Wenn Sasa Kalajdzic über seine Fußballkarriere spricht, ist er Feuer und Flamme. Voller Begeisterung erzählt er detailliert von zahlreichen Szenen, die zu wegweisenden Toren für den Verlauf seiner Karriere führten. Er streicht die Bedeutung seines Vaters heraus, der alles dafür unternahm, dass der Filius nicht abhob, und von Ernst Baumeister, der an verschiedenen Stationen sein Trainer war und der ihn im sportlichen Bereich enorm weiterbrachte. Und er spricht ganz sachlich, frei von jeglicher Enttäuschung oder jeglichem Groll, manchmal auch mit einer gewissen Portion Selbstironie, über die Phasen, in denen es weniger gut lief. Wer Sasa Kalajdzic in diesen Momenten erlebt, der erkennt, wie sehr er für den Fußball brennt – und dass er sich ziemlich sicher auch durch die nächste große Herausforderung seiner Karriere, die er aktuell meistern muss, erfolgreich kämpfen wird.

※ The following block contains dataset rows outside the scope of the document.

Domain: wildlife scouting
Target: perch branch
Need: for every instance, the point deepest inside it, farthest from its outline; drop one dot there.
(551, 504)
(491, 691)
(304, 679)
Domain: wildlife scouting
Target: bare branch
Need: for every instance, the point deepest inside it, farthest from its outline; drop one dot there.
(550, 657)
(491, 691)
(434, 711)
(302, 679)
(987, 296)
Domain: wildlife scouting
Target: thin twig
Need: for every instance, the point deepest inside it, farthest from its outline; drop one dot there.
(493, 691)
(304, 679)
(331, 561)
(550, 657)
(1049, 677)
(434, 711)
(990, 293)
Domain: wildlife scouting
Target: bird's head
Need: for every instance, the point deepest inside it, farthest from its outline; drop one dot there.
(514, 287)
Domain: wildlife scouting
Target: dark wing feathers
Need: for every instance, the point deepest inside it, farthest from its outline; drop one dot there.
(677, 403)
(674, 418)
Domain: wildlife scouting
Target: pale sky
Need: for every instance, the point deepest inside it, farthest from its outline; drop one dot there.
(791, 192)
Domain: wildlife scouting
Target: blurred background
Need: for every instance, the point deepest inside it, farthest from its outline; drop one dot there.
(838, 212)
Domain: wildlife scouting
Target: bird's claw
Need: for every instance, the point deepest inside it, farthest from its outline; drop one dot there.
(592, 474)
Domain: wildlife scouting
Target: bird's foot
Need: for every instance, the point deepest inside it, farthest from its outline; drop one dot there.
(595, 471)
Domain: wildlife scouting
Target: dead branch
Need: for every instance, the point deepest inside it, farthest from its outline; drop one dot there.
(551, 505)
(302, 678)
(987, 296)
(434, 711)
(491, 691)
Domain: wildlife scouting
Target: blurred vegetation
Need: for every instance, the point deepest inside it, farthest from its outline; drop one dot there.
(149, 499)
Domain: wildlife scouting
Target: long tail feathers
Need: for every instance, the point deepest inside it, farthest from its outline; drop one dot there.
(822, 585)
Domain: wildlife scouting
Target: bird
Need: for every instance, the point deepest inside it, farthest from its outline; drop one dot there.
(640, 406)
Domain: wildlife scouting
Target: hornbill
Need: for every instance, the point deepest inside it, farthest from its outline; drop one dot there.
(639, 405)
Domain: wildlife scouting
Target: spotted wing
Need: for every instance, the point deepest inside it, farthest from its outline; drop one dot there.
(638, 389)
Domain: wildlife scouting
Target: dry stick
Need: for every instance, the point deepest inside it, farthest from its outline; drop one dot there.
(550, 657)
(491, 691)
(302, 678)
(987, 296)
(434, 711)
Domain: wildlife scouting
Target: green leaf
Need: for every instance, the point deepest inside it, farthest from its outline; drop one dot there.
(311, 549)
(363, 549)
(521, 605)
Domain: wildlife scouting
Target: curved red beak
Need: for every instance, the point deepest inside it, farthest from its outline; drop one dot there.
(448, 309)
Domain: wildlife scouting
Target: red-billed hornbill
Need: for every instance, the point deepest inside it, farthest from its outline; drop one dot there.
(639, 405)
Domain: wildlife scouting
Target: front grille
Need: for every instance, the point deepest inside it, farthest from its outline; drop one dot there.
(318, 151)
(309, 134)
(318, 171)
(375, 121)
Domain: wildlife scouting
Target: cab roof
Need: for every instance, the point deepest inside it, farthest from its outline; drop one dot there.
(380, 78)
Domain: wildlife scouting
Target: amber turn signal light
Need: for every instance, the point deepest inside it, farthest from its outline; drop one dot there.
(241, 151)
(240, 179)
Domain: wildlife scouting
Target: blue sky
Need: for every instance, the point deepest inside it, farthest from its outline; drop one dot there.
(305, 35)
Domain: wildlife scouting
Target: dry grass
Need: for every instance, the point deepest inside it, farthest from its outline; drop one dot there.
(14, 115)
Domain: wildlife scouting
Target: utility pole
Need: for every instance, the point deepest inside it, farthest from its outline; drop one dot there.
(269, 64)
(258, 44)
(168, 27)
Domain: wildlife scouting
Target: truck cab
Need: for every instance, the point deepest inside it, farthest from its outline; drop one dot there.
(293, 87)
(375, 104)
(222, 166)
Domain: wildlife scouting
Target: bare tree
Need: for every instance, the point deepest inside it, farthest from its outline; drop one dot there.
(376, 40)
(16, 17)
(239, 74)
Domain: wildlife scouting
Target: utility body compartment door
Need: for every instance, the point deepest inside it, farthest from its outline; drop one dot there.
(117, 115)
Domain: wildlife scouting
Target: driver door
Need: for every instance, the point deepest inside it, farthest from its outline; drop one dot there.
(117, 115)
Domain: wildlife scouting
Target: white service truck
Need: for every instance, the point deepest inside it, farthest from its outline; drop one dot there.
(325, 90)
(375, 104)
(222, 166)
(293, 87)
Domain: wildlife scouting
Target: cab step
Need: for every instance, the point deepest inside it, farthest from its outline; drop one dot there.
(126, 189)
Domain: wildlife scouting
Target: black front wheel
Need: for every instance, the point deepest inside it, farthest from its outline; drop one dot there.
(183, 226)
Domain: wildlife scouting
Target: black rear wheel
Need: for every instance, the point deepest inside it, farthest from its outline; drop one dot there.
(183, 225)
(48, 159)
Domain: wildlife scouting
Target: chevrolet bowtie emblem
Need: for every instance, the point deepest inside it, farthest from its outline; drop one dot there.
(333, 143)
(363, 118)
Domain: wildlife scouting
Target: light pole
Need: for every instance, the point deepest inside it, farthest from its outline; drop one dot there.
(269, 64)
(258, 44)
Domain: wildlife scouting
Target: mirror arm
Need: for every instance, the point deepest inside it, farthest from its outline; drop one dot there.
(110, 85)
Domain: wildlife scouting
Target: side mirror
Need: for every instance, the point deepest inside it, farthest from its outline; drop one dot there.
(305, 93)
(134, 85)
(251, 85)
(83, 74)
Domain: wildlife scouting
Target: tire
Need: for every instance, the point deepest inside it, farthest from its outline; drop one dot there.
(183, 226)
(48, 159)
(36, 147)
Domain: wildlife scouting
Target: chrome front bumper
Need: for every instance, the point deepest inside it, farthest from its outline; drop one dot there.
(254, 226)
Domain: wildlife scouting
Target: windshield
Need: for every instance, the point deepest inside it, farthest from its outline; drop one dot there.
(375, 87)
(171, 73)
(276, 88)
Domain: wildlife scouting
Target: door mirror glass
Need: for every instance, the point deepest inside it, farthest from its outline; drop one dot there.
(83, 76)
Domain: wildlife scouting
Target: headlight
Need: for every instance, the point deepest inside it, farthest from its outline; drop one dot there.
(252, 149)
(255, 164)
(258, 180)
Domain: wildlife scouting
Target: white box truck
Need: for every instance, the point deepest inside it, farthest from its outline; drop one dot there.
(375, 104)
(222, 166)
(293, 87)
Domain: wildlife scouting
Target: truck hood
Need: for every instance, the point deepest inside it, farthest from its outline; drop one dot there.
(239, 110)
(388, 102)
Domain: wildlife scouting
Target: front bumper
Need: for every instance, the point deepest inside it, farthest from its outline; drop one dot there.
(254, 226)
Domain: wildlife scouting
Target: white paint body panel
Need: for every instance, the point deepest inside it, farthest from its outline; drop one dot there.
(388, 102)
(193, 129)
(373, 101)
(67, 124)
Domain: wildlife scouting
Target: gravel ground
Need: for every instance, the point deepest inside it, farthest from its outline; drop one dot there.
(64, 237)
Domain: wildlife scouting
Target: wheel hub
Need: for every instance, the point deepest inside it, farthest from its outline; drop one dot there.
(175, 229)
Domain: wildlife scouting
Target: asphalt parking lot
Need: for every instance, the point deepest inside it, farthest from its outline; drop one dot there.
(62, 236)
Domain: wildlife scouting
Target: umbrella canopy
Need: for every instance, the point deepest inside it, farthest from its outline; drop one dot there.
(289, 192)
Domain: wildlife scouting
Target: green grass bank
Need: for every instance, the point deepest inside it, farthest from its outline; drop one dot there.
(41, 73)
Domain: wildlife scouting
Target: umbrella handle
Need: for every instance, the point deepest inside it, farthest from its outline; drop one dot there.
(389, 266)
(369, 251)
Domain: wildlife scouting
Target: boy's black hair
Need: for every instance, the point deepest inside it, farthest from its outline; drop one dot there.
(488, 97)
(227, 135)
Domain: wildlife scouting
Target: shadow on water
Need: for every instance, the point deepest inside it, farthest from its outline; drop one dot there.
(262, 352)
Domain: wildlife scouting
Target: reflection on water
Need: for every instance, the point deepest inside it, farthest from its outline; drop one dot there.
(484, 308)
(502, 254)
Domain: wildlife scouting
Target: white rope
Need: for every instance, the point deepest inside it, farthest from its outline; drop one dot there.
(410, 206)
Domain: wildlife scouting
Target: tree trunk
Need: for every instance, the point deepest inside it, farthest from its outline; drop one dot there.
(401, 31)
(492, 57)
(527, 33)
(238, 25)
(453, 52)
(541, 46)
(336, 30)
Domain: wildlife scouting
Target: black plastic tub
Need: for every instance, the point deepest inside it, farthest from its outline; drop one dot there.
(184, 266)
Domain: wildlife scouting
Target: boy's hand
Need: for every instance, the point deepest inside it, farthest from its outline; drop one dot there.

Denn auch diesmal, als er sich auf dem bisherigen Höhepunkt seiner Karriere befand und zum VfB wechselte, um im deutschen Profifußball durchzustarten, wurde einmal mehr sein ganzer Kampfgeist herausgefordert. Noch in der Saisonvorbereitung erlitt er einen Kreuzband-, Außenmeniskus- und Innenbandriss im Knie. Die bittere Folge: monatelange Reha statt Torjagd in der Mercedes-Benz Arena. „Ich habe schon einiges erlebt, aber diese Verletzung war wirklich hart. Es war keine einfache Situation. Die Ärzte haben mir gesagt, dass ich die Saison vergessen kann. Zudem war ich am Anfang auch im Alltag komplett eingeschränkt. Ich kannte in Stuttgart noch kaum Leute und war fast bei allem auf Hilfe angewiesen, weil ich zum Beispiel auch nicht Auto fahren durfte“, blickt er zurück, „in dieser Phase war es sehr hilfreich, dass mir der Verein die Möglichkeit gegeben hat, mich bei meiner Familie in Österreich zu erholen. Das fand ich super und war auch sehr wichtig für meinen Kopf.“
Und so nahm er schon bald die Herausforderung an, schuftete über Monate hinweg Tag für Tag für sein Comeback. In der VfB Reha-Welt oft an seiner Seite dabei: Marcin Kaminski, der sich kurz nach ihm einen Kreuzbandriss zugezogen hatte. „Marcin war extrem wichtig für mich. Ich habe mich wirklich sehr gut mit ihm verstanden. Wir haben uns nicht nur in der Reha getroffen, sondern auch privat und ich durfte seine Familie kennenlernen“, sagt Sasa Kalajdzic, „als Marcin nicht mehr in der Reha-Welt war, weil er schon früher mit den Übungen auf dem Trainingsplatz anfangen konnte, habe ich gemerkt, dass er mir fehlt.“
Inzwischen trainieren die beiden längst wieder zusammen – ganz normal mit ihren Mitspielern auf dem Trainingsplatz. Und weil die Saison wegen der Corona-Unterbrechung nun einige Wochen länger andauert, konnte Sasa Kalajdzic inzwischen sogar schon sein Pflichtspieldebüt beim VfB geben. Gegen den Hamburger SV spielte er zwölf Minuten, gegen Dynamo Dresden eine und gegen den VfL Osnabrück 15. „Ich bin ein ehrgeiziger Typ, will so viele Tore wie möglich machen und eigentlich jede Minute spielen. Aber ich weiß, dass das noch nicht geht“, sagt er, „ich habe nun die Einstellung, dass jede Minute, die ich spiele, ein Zuckerl ist – dass ich aber auch alles gebe und unbedingt etwas dazu beitragen möchte, dass wir als Verein unser Saisonziel erreichen. Wenn wir jetzt aufsteigen, wäre das für mich das Happy End dieser Geschichte.“
Info
Dieses Portrait über Sasa Kalajdzic ist erstmals in der stadion aktuell zum Heimspiel gegen den SV Sandhausen am 17. Juni erschienen. Der Stürmer gab in dieser Partie sein Startelfdebüt im Trikot mit dem roten Brustring, war bis zur 70. Minute mit von der Partie und half dabei mit, dass sich der VfB deutlich mit 5:1 durchsetzte. Nur wenige Tage später beim Auswärtsspiel in Nürnberg erzielte Sasa Kalajdzic sein erstes Pflichtspieltor für den VfB und bereitete beim 6:0 einen weiteren Treffer vor. An diesem Dienstag, 7. Juli, feiert der Österreicher seine 23. Geburtstag.